En effet, le Fonds social pour le Climat, qu’il aurait fallu dans ces conditions massivement renforcer, a été finalement plafonné à 59 milliards d’euros, sans cofinancement des États. La soutenabilité même des mutations de la production et des modes de vie est donc menacée.
Dans ces conditions, Madame la Ministre, je vous le demande : que compte faire la France pour demander la révision complète du marché européen de l’électricité, que le président de la République résumait de cette formule : « une forme d’impôt de l’extérieur qui vient par le gaz et l’électricité » ? Quand allons-nous sortir de ce système responsable d’une inflation particulièrement pénalisante ?
Une fois encore, l’Europe sociale est restée la grande oubliée. La directive sur le salaire minimum, car on parle enfin de salaire minimum en Europe, 60 ans après la création de l’UE, ne comporte aucune disposition contraignante. Le dumping social risque de rester dans ces conditions la règle en Europe. Les hauts revenus, eux, continueront de battre des records en toute indécence.
Ah oui, j’allais oublier, vous l’avez citée, une autre avancée sociale majeure sous présidence française : après dix ans de négociations, elle obligera à accorder au moins 40% des postes d’administrateurs dans les sociétés cotées en Bourse à des dirigeantes. Donc, l’égalité progresse… au CAC 40, c’est une bonne nouvelle.
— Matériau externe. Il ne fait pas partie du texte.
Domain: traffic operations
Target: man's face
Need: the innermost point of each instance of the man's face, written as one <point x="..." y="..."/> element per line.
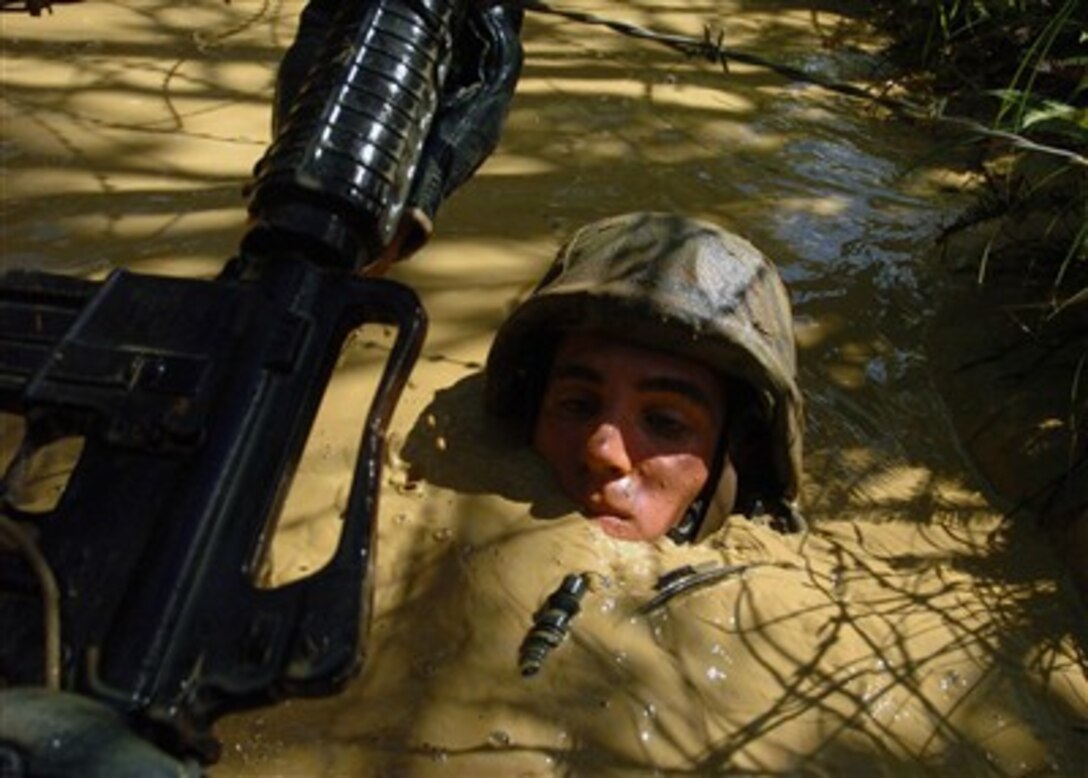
<point x="630" y="432"/>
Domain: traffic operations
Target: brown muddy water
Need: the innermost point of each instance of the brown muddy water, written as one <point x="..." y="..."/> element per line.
<point x="915" y="629"/>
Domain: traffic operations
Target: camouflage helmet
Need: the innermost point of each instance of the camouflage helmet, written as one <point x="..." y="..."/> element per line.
<point x="677" y="285"/>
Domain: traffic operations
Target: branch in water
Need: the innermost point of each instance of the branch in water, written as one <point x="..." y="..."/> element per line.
<point x="713" y="50"/>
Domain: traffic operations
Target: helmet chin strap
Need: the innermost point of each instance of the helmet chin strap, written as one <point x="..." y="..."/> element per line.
<point x="687" y="530"/>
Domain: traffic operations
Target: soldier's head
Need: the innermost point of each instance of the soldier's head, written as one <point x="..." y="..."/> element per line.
<point x="654" y="368"/>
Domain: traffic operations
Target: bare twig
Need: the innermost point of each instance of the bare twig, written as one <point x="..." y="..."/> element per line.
<point x="713" y="50"/>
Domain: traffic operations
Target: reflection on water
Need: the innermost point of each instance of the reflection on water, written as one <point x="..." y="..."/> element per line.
<point x="914" y="629"/>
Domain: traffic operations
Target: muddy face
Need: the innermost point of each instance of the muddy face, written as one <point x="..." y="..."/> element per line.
<point x="629" y="432"/>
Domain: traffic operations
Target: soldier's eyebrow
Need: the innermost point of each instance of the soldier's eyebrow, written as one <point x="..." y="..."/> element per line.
<point x="680" y="386"/>
<point x="577" y="371"/>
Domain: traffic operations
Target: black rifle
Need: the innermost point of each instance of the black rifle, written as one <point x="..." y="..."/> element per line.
<point x="195" y="399"/>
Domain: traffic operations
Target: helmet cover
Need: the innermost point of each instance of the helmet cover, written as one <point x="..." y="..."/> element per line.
<point x="677" y="285"/>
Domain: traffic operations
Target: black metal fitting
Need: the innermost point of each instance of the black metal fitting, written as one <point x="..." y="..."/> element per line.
<point x="552" y="622"/>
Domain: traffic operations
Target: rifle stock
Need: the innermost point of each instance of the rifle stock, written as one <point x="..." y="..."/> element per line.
<point x="196" y="397"/>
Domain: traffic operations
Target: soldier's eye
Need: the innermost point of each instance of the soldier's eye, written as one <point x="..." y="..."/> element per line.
<point x="666" y="424"/>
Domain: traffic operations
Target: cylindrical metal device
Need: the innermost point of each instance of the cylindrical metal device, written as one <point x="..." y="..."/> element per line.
<point x="335" y="180"/>
<point x="552" y="622"/>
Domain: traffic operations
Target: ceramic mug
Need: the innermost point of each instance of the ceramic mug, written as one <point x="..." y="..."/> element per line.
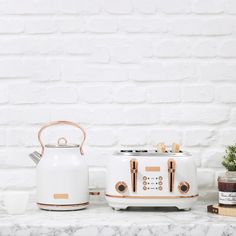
<point x="15" y="202"/>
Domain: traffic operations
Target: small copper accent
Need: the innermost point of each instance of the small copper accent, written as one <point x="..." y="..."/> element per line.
<point x="175" y="148"/>
<point x="62" y="141"/>
<point x="121" y="187"/>
<point x="152" y="168"/>
<point x="134" y="174"/>
<point x="171" y="174"/>
<point x="151" y="197"/>
<point x="61" y="196"/>
<point x="183" y="184"/>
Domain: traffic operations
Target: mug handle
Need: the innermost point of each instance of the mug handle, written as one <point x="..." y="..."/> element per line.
<point x="61" y="122"/>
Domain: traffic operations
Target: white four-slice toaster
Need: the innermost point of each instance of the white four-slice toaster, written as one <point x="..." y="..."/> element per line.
<point x="146" y="178"/>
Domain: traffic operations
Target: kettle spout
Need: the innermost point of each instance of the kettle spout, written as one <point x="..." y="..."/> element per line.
<point x="35" y="156"/>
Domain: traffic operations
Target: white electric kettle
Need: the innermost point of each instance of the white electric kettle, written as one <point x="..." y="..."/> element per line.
<point x="61" y="173"/>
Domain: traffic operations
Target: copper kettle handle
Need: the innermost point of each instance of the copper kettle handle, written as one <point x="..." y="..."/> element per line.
<point x="62" y="122"/>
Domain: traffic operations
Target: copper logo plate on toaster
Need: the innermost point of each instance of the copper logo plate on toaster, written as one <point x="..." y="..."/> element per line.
<point x="61" y="196"/>
<point x="152" y="168"/>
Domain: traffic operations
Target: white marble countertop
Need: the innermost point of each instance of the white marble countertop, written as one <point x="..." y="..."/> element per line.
<point x="99" y="219"/>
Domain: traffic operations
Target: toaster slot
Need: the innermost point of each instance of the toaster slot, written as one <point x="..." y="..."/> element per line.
<point x="171" y="174"/>
<point x="134" y="174"/>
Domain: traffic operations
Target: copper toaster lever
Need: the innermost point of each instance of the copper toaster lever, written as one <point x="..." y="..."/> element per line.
<point x="171" y="174"/>
<point x="134" y="174"/>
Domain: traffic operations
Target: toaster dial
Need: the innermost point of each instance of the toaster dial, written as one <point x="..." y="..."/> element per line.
<point x="183" y="187"/>
<point x="121" y="187"/>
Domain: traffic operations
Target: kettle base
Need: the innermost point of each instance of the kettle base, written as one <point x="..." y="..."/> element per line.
<point x="72" y="207"/>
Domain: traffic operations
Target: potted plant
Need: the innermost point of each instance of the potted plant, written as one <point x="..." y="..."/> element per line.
<point x="227" y="182"/>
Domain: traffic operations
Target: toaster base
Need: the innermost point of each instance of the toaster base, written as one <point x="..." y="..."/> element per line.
<point x="72" y="207"/>
<point x="119" y="203"/>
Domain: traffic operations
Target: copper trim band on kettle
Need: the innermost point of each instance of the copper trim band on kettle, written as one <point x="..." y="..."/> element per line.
<point x="61" y="123"/>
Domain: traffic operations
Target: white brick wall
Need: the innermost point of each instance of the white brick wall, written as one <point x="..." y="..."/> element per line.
<point x="132" y="72"/>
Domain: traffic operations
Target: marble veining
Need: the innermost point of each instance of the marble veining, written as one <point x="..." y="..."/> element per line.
<point x="99" y="219"/>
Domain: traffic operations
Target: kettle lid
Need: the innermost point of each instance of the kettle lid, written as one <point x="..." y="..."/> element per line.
<point x="62" y="143"/>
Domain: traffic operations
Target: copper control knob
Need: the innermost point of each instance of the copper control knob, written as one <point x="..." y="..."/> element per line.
<point x="121" y="187"/>
<point x="183" y="187"/>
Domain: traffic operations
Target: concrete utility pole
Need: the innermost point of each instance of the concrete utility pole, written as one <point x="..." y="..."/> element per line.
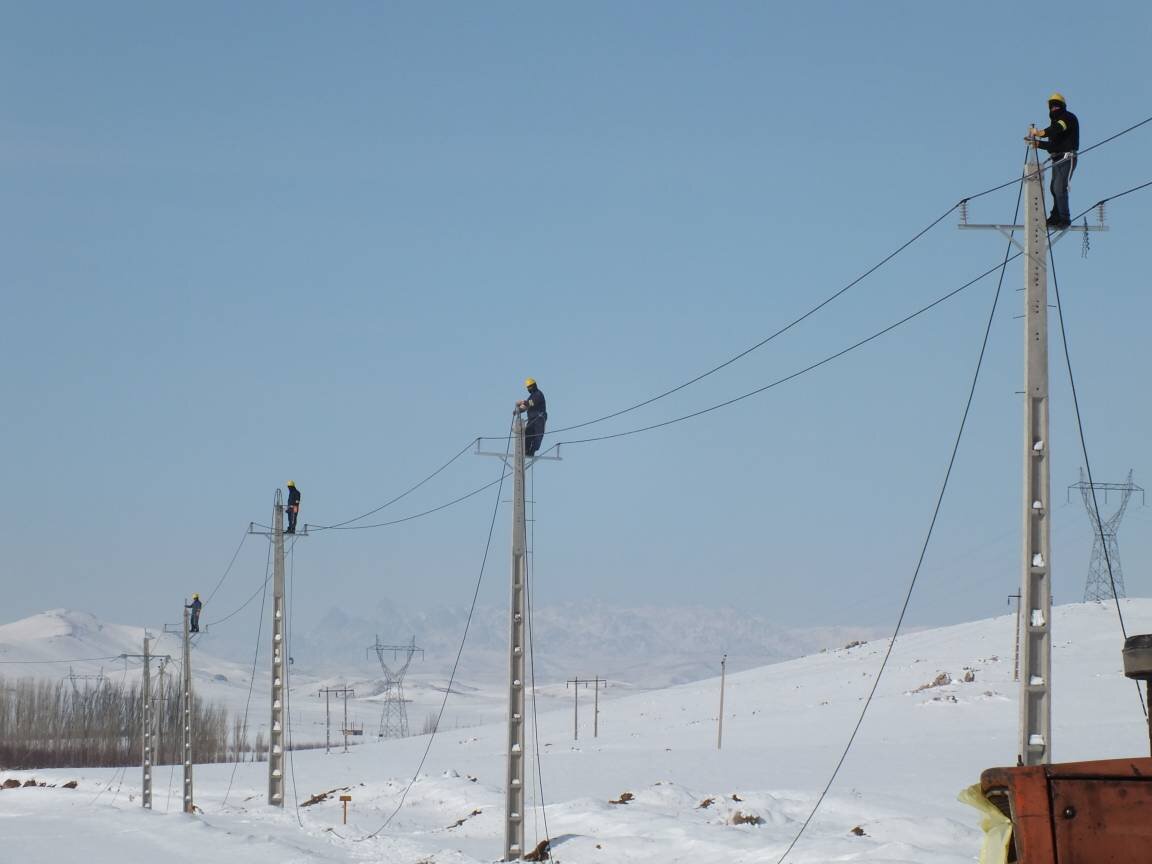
<point x="576" y="683"/>
<point x="187" y="719"/>
<point x="1036" y="548"/>
<point x="279" y="646"/>
<point x="148" y="750"/>
<point x="326" y="692"/>
<point x="1015" y="662"/>
<point x="146" y="729"/>
<point x="724" y="661"/>
<point x="277" y="721"/>
<point x="159" y="719"/>
<point x="514" y="795"/>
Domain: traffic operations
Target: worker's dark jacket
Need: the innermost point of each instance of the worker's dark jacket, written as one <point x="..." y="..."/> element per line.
<point x="536" y="406"/>
<point x="1062" y="134"/>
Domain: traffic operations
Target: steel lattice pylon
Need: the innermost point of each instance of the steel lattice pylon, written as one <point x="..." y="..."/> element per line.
<point x="394" y="713"/>
<point x="1105" y="546"/>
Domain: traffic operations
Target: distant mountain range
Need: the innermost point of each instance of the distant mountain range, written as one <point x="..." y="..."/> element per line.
<point x="643" y="646"/>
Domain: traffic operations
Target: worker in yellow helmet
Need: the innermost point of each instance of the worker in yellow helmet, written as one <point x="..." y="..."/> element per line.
<point x="293" y="508"/>
<point x="194" y="623"/>
<point x="1062" y="143"/>
<point x="537" y="415"/>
En réalité l’Europe ne retrouve ni souffle, ni ambition pour son avenir, car elle ne conçoit sa souveraineté que comme un repli. Ainsi vient-elle, sous présidence française, d’enterrer l’esprit du pacte global pour la migration déposé il y a près de deux ans par la Commission européenne et qui prônait la notion de solidarité « obligatoire ».
Au contraire le texte final avalise le recul de nos valeurs d’accueil. Car les migrations ne sont vues que comme une menace. Même la crise ukrainienne ne nous aura pas aidé à réfléchir au fond sur l’avenir de cette question.
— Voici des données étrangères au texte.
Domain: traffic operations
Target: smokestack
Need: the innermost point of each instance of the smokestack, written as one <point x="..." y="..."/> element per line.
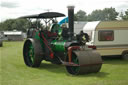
<point x="71" y="20"/>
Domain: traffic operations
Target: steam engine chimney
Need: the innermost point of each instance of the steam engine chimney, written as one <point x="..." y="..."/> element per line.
<point x="71" y="20"/>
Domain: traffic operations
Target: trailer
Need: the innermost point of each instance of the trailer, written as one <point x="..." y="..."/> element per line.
<point x="108" y="37"/>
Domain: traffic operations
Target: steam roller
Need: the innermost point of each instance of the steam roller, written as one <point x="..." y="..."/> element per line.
<point x="59" y="44"/>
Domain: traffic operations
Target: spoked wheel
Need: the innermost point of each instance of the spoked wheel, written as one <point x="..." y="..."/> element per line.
<point x="84" y="62"/>
<point x="31" y="53"/>
<point x="73" y="69"/>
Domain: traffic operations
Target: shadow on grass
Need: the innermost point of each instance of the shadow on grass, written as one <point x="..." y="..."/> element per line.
<point x="114" y="60"/>
<point x="60" y="69"/>
<point x="53" y="67"/>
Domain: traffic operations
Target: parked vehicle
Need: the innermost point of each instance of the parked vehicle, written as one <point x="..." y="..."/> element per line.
<point x="108" y="37"/>
<point x="59" y="45"/>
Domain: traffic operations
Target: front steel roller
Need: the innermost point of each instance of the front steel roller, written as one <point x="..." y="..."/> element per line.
<point x="88" y="61"/>
<point x="32" y="53"/>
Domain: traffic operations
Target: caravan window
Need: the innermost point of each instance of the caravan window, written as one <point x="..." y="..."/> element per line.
<point x="89" y="34"/>
<point x="107" y="35"/>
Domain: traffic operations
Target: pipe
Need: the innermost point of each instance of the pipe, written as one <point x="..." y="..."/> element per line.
<point x="71" y="20"/>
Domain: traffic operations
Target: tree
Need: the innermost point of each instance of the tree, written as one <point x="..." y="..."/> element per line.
<point x="14" y="24"/>
<point x="125" y="16"/>
<point x="80" y="16"/>
<point x="96" y="15"/>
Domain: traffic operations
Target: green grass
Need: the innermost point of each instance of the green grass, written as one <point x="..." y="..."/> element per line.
<point x="13" y="71"/>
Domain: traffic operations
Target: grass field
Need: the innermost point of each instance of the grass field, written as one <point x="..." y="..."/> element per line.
<point x="13" y="71"/>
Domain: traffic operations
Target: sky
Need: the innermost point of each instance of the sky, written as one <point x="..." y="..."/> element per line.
<point x="16" y="8"/>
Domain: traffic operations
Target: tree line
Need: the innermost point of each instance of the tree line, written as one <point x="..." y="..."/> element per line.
<point x="107" y="14"/>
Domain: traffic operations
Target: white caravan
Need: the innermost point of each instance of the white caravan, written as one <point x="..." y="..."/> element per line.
<point x="108" y="37"/>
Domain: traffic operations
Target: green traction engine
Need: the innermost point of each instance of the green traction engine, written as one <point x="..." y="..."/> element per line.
<point x="59" y="44"/>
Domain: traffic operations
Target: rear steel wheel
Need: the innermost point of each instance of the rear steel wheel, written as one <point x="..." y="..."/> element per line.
<point x="31" y="53"/>
<point x="83" y="62"/>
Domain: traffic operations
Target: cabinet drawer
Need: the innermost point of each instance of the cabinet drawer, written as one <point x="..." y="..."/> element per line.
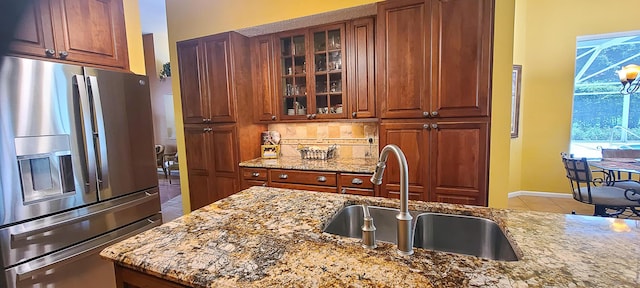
<point x="254" y="174"/>
<point x="246" y="184"/>
<point x="303" y="177"/>
<point x="356" y="181"/>
<point x="357" y="191"/>
<point x="306" y="187"/>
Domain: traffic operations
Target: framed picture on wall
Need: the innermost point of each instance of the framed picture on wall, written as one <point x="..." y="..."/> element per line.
<point x="516" y="76"/>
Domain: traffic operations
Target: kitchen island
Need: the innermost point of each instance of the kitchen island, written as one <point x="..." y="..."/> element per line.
<point x="269" y="237"/>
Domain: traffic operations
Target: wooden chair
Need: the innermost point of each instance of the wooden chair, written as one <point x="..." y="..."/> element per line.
<point x="585" y="190"/>
<point x="160" y="158"/>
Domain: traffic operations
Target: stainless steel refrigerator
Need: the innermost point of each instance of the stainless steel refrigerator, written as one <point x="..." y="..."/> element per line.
<point x="77" y="170"/>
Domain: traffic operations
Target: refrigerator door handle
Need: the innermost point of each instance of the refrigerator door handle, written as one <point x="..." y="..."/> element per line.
<point x="52" y="226"/>
<point x="99" y="132"/>
<point x="87" y="131"/>
<point x="73" y="254"/>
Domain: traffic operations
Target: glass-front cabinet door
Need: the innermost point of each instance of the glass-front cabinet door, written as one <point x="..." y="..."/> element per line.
<point x="311" y="73"/>
<point x="328" y="62"/>
<point x="293" y="76"/>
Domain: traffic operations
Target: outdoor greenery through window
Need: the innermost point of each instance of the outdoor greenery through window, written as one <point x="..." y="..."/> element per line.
<point x="603" y="117"/>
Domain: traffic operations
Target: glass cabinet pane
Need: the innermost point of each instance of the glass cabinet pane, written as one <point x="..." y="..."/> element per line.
<point x="293" y="79"/>
<point x="328" y="60"/>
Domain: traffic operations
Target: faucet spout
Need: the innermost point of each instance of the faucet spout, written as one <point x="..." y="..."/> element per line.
<point x="403" y="219"/>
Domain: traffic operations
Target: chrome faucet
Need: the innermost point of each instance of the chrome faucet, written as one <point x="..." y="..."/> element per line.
<point x="403" y="219"/>
<point x="368" y="230"/>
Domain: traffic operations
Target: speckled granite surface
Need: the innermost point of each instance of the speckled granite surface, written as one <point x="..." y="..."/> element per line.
<point x="354" y="165"/>
<point x="269" y="237"/>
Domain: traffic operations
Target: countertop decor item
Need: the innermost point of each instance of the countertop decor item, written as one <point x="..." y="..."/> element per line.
<point x="317" y="153"/>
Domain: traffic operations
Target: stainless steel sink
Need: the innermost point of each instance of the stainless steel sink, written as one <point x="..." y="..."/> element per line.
<point x="441" y="232"/>
<point x="462" y="234"/>
<point x="349" y="220"/>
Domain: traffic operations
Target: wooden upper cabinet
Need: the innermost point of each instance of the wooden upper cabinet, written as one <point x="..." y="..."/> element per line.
<point x="413" y="140"/>
<point x="34" y="34"/>
<point x="403" y="59"/>
<point x="210" y="82"/>
<point x="263" y="74"/>
<point x="91" y="31"/>
<point x="434" y="58"/>
<point x="195" y="105"/>
<point x="463" y="33"/>
<point x="360" y="69"/>
<point x="82" y="31"/>
<point x="459" y="165"/>
<point x="219" y="77"/>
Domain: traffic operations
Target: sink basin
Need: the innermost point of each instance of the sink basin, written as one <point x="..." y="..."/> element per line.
<point x="462" y="234"/>
<point x="441" y="232"/>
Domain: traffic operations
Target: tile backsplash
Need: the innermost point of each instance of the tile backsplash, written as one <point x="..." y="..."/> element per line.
<point x="352" y="138"/>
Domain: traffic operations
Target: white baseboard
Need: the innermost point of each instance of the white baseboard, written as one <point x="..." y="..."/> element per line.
<point x="539" y="194"/>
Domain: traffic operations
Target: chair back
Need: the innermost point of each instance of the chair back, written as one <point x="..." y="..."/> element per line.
<point x="579" y="175"/>
<point x="620" y="153"/>
<point x="159" y="155"/>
Toute la négociation aura été menée sous la pression du courrier indigne cosigné en octobre dernier par douze ministres de l’intérieur et adressé aux institutions européennes, qui appelaient aux rétablissements de murs financés par le budget de l’UE aux frontières de l’Union. L’accord obtenu resté dominé par le « partage du fardeau migratoire ».
La présidence française a subi les évènements et aura manqué à lancer les grands débats d’avenir.
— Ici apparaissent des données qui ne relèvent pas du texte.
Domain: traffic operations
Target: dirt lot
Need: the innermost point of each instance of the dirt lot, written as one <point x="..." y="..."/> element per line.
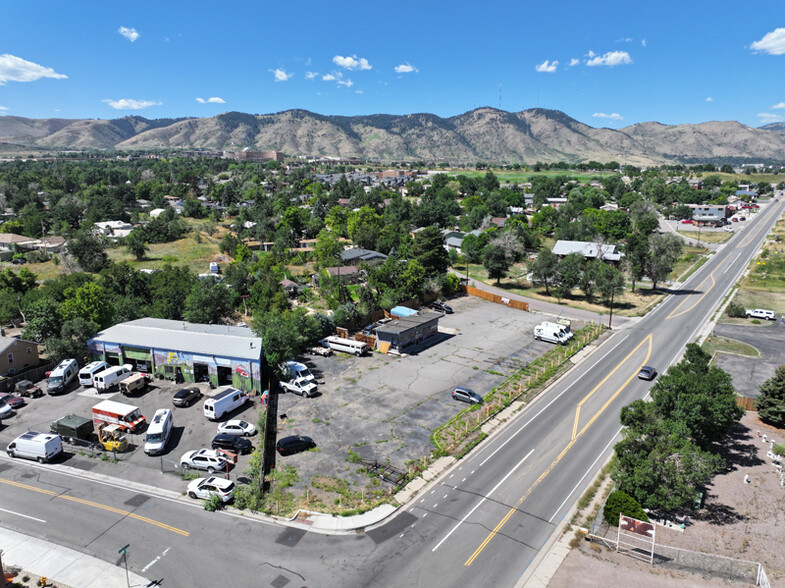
<point x="742" y="521"/>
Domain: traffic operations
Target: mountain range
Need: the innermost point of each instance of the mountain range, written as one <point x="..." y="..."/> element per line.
<point x="481" y="135"/>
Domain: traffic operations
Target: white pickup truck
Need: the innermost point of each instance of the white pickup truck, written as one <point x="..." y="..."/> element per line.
<point x="760" y="313"/>
<point x="300" y="386"/>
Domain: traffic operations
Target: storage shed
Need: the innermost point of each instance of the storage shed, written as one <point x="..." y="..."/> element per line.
<point x="190" y="352"/>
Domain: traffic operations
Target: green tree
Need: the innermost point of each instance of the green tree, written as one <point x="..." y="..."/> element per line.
<point x="496" y="263"/>
<point x="135" y="244"/>
<point x="544" y="269"/>
<point x="428" y="249"/>
<point x="771" y="400"/>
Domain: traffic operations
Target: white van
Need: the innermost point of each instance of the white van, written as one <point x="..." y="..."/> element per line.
<point x="543" y="332"/>
<point x="158" y="432"/>
<point x="224" y="402"/>
<point x="296" y="370"/>
<point x="357" y="348"/>
<point x="565" y="329"/>
<point x="87" y="373"/>
<point x="39" y="446"/>
<point x="111" y="376"/>
<point x="62" y="376"/>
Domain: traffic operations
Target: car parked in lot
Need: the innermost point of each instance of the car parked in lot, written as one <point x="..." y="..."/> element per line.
<point x="206" y="487"/>
<point x="13" y="400"/>
<point x="294" y="444"/>
<point x="186" y="397"/>
<point x="466" y="395"/>
<point x="203" y="459"/>
<point x="232" y="443"/>
<point x="761" y="313"/>
<point x="237" y="427"/>
<point x="647" y="373"/>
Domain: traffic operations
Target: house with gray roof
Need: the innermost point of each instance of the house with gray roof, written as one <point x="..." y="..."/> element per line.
<point x="220" y="354"/>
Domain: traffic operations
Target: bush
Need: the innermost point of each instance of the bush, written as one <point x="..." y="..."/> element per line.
<point x="620" y="502"/>
<point x="735" y="310"/>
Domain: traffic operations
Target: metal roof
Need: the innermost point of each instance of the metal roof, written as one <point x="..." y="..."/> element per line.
<point x="152" y="333"/>
<point x="407" y="323"/>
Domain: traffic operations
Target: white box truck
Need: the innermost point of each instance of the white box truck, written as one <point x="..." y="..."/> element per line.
<point x="33" y="445"/>
<point x="224" y="402"/>
<point x="551" y="334"/>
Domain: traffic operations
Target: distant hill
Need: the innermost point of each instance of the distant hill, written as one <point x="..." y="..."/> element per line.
<point x="481" y="135"/>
J’aurai pu relever les premières avancées, réelles celles-là, vers la reconstruction d’une souveraineté numérique, au premier rang desquels les règlements DSA et DMA. Mais les révélations sur Uber noircissent sérieusement le tableau, car elles montrent au fond qu’on est loin d’en avoir fini de la connivence entre les pouvoirs politiques et les puissances d’argent, dont les GAFAM. A ce propos, l’Europe numérique ne peut se faire sur le dos des travailleurs des plateformes. Pourquoi Madame la Ministre, la France traîne les pieds sur le projet de directive qui permet de reconnaitre enfin la présomption de salariat, et de reconnaitre les droits attachés ?
Plus fondamentalement, le temps est venu de se préparer il faut le craindre, à une nouvelle crise financière, à la récession qui menace. Il faut dès lors rouvrir le débat sur la mobilisation des financements, d’investissements publics massifs alors qu’au contraire nous voyons revenir le refrain sur la dette et la compression des dépenses publiques.
Qu’est devenu le débat promis sur la révision du Pacte de stabilité ? Nous ne pourrons plus longtemps, Madame la Ministre, éviter d’affronter des choix politiques à même de dégager des perspectives de financements nécessaires.